Keith Burgess-Jackson writes,
The purpose and point of marriage, as everyone knows, and as the law has long recognized, is to bind a man and a woman to one another for the sake of any children they produce. Please, please, please don't say that infertile heterosexual couples are allowed to marry, as though that refutes my claim. Immature 21-year-olds are allowed to drink alcohol, but that doesn't mean the purpose and point of the drinking age isn't to prevent immature individuals from drinking alcohol.
That's right. As I say near the end of a long entry, The Infertility Argument for Same-Sex Marriage:
The law cannot cater to individual cases or even to unusual classes of cases. Consider laws regulating driving age. If the legal driving age is 16, this is unfair to all the 13-16 year olds who are competent drivers. (E.g., farm boys and girls who learned to operate heavy machinery safely before the age of 16.) If the law were to cater to these cases, the law would become excessively complex and its application and enforcement much more difficult. Practical legislation must issue in demarcations that are clear and easily recognized, and therefore 'unfair' to some.

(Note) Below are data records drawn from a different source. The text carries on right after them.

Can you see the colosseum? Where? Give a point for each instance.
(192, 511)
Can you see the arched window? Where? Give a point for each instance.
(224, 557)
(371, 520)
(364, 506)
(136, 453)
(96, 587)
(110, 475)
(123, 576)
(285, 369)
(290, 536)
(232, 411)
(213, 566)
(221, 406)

But a better analogy is voting. One is allowed to vote if one satisfies quite minimal requirements of age, residency, etc. Thus the voting law countenances a situation in which the well-informed and thoughtful votes of mature, successful, and productive members of society are given the same weight as the votes of people who for various reasons have no business in a voting booth. We don't, for example, prevent the senile elderly from voting even though they are living in the past out of touch with the issues of the day and incapable of thinking coherently about them. We don't exclude them or other groups for a very good reason: it would complicate the voting law enormously and in highly contentious ways. (Picture armies of gray panthers with plenty of time on their hands roaming the corridors of Congress armed with pitchforks.) Now there is a certain unfairness in this permissiveness: it is unfair to thoughtful and competent voters that their votes be cancelled out by the votes of the thoughtless and incompetent. But we of the thoughtful and competent tribe must simply 'eat' (i.e., accept) the unfairness as an unavoidable byproduct of workable voting laws.
In the same way, whatever residual unfairness to homosexuals there is in allowing infertile oldsters to marry (after my foregoing arguments have been duly digested) is an unfairness that simply must be accepted if there are to be workable marriage laws.